Trotz der Sparsamkeit liefen die Kosten aus dem Ruder. 550 Millionen Euro sollte die Strecke kosten. Bereits vor dem Unglück aber hatten die Arbeiten das Doppelte verschlungen. Da fällt es schwer, die üblichen Begründungen mit Preissteigerungen und schwer kalkulierbaren Bauverfahren als alleiniger Ursache zu glauben. In gewöhnlich gut unterrichteten Kreisen ist von einem weiteren Faktor zu hören: Die Kölner Nord-Süd-U-Bahn sei zu knapp kalkuliert worden – mit politischen Preisen also, die leichter durch die Parlamente gehen. Was zudem beunruhigt: Die Zuschussgeber vom Land und vom Bund sind dagegen nicht konsequent eingeschritten."

Stuttgart 21, ick hör dir trappsen!

" … Fortan rissen die Probleme an der Baustelle Waidmarkt nicht mehr ab. Das zeigen Auszüge aus den Bautagebüchern und Besprechungsprotokollen, die nach dem Unglück den Medien zugespielt wurden.

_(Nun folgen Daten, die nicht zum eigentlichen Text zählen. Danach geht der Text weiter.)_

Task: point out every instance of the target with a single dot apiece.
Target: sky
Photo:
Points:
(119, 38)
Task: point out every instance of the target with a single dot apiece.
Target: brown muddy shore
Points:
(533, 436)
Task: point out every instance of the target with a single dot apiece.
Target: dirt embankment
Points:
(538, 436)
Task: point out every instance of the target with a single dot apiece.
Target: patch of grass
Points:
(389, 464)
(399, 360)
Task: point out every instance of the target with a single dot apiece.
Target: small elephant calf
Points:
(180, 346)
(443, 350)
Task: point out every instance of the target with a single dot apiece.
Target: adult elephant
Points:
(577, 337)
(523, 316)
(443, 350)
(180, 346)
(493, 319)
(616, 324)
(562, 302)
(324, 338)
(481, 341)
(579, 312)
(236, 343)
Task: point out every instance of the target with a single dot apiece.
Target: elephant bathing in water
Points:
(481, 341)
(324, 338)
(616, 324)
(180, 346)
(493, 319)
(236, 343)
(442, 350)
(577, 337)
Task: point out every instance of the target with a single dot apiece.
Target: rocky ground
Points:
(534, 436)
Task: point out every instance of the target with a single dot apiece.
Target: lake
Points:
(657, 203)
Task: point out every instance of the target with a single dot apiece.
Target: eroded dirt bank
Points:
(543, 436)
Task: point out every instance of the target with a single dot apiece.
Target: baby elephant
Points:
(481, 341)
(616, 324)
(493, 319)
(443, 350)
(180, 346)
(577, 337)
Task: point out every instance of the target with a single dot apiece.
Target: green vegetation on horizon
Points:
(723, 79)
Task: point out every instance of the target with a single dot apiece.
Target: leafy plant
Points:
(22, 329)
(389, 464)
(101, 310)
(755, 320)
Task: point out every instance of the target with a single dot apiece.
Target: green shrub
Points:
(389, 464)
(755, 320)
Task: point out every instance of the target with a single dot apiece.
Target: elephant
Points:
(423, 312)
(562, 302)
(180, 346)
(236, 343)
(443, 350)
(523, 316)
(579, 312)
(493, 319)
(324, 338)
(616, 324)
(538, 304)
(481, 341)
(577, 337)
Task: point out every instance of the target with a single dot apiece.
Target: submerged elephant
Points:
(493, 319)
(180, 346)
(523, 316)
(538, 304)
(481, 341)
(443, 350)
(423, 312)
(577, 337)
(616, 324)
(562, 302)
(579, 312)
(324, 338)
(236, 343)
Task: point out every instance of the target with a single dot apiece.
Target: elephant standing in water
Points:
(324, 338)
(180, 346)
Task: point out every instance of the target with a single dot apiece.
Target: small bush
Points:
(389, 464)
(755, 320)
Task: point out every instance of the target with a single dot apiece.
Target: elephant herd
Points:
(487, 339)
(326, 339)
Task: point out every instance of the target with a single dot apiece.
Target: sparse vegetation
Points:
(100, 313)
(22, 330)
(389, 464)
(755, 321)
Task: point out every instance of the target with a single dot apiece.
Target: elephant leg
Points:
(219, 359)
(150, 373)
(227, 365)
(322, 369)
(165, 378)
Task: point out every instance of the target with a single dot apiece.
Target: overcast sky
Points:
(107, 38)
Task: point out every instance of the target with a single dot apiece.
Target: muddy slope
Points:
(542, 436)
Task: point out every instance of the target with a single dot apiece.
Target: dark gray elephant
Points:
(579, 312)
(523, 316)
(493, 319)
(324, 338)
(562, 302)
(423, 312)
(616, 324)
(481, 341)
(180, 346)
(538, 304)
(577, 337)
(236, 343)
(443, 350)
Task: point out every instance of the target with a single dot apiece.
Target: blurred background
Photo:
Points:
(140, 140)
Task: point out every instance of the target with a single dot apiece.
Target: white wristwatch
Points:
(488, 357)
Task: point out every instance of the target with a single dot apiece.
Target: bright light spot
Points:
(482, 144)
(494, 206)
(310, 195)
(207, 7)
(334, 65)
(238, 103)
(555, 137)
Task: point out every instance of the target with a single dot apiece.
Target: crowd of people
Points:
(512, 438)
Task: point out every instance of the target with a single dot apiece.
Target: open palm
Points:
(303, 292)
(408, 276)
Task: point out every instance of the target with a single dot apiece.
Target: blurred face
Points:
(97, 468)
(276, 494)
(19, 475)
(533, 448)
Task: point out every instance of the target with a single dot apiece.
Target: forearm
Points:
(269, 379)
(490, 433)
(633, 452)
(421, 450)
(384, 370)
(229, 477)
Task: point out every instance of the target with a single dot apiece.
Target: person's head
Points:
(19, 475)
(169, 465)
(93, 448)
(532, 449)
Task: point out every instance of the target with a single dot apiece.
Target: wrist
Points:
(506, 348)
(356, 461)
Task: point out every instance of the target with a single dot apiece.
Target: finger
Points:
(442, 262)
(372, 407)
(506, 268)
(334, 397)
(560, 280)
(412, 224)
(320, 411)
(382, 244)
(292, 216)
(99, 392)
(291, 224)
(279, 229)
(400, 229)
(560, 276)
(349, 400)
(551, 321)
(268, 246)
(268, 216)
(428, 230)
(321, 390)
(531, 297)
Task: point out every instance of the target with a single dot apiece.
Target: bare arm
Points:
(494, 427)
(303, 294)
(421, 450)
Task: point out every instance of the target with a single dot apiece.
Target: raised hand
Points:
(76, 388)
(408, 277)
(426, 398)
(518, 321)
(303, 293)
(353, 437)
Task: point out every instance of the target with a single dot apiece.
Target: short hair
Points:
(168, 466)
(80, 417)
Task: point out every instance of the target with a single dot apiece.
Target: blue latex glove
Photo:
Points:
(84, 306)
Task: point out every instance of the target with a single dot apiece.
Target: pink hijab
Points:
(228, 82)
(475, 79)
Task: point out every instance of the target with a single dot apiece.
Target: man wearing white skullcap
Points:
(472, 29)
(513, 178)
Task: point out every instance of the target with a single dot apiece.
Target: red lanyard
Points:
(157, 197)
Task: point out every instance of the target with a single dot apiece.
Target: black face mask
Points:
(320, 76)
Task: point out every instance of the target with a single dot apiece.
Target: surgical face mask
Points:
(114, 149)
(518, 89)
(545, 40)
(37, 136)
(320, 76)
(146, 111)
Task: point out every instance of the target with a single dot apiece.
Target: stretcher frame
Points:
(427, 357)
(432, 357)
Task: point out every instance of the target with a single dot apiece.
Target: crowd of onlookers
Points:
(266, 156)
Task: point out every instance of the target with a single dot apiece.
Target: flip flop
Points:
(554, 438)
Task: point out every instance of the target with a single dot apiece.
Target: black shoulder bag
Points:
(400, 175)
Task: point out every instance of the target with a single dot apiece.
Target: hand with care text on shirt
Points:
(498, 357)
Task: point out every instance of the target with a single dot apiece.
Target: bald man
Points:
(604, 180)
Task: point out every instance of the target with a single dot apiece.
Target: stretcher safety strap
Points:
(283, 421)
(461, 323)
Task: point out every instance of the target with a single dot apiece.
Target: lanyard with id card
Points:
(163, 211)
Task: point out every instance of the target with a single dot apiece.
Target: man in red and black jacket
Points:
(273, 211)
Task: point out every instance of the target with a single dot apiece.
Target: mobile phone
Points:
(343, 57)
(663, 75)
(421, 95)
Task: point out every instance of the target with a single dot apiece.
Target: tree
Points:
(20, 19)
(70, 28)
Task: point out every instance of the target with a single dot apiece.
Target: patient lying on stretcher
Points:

Demnach strömte ständig und in großen Mengen Grundwasser ein. Vier Grundwasserbrunnen hatten sich die Bauunternehmen vorsorglich vom Umweltamt der Stadt Köln genehmigen lassen, um die Baugrube trocken zu halten. Am Ende hatten sie – ohne Genehmigung – noch 19 weitere Brunnen bohren lassen. Statt der erlaubten maximal 450 Kubikmeter Wasser pro Stunde sollen zuletzt mehr als 1300 Kubikmeter stündlich weggeschafft worden sein."

www.zeit.de/2011/10/U-Bahn-Koeln/seite-1unbedingt lesenswert !

Wenn dann der Öffentlichkeit mehrfach kühn versichert wurde, trotz der über 80% fehlenden Stahlanker bestehe keinerlei Risiko für die Stabilität, dann stimmt doch so oder so etwas nicht mit der viel gerühmten "deutschen (Bau-)Ingenieurskunst" !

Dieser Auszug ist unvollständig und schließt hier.